La storia di una famiglia la cui vita è scandita dalle stagioni della raccolta del riso. Un uomo e una donna, e la loro prole, che giorno dopo giorno lavorano la terra, nella speranza di un buon raccolto, di poter avere l'essenziale per nutrirsi e nutrire i propri figli. Poeuv e Om i loro nomi, una coppia normale, con una porzione di terra da coltivare, proprio come gli altri abitanti del villaggio in cui vivono. Unico problema: nemmeno un figlio maschio; sette figlie, sette bocche da sfamare. E quando le pessime condizioni climatiche, o più semplicemente una sorte avversa, si interpongono fra i loro sforzi e quello che sarà il raccolto, le preoccupazioni aumentano. Le figlie più grandi, quelle già in grado di lavorare nei campi, devono sacrificare le loro aspirazioni per sostenere la famiglia. E Poeuv, vero motore trainante e stoico lavoratore, non può permettersi il lusso di allontanarsi dalle risaie. Per nessun motivo al mondo.

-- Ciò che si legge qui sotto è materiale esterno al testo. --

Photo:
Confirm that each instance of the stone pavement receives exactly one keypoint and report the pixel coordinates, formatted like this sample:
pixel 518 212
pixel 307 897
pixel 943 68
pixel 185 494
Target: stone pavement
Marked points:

"Il saggio sa che la vita non è che una fiammella scossa da un vento violento". (Scritta presente sull'architrave di una porta di Angkor)


COMMENTO PERSONALE

Che la specialità di Rithy Panh siano i documentari, risulta evidente anche dalla sola visione di Rice People, primo film di finzione del cineasta cambogiano. Girato con uno stile semi-documentaristico e con attori non professionisti, si avvale di una fotografia eccellente, che indugia sovente su paesaggi rurali e momenti quotidiani nella vita delle risaie. Anche senza conoscere il terribile passato di questo regista e della Cambogia tutta, non è difficile lasciarsi trasportare dalle sue gradevoli immagini, che ben descrivono le difficoltà della vita contadina, ma anche la profonda simbiosi spirituale con la natura di questa gente che vive un interessante rapporto di amore/odio con la propria terra. Ma se nelle fasi iniziali la sensazione è quella di un film che vuole semplicemente mostrare, mentre i minuti scorrono, e le vicende si delineano sempre più marcatamente nei confini del dramma familiare, aumenta la sensazione che l'intento sia quello di fornire una chiave di lettura più complessa che trova significato nella storia del paese natale del regista e nella prima perduta e poi (non) ritrovata identità del popolo cambogiano. Senz'altro va riconosciuta a Rithy Panh la capacità di raccontare una vicenda privata con grande sensibilità rendendo piacevole la pellicola anche allo spettatore meno attento, ma al tempo stesso definire personaggi e situazioni in modo che possano facilmente acquistare i connotati della metafora e dell'allegoria. E così diventa facile vedere in una donna che perde ogni punto di riferimento e che si trova a vagare in un campo di riso con lo sguardo assente la tragedia sociale di una nazione intera che ha vissuto l'orrore della privazione della propria identità e che ancora oggi arranca nel tentativo di ritrovare se stessa. Forse la chiave di lettura dell'intero lungometraggio si materializza in quei pochi secondi, in quell'incubo/ricordo/presagio, che una persona morente (ri)percorre negli ultimi istanti che gli rimangono da vivere: in quelle immagini che sembrano appartenere ad un altro mondo, cariche di una profonda drammaticità, scorgiamo nitidamente il valore di questa storia, che in una visione più ampia si trasforma e diventa simbolo provando a mostrarci delle ferite che forse soltanto chi le ha vissute può comprendere fino in fondo.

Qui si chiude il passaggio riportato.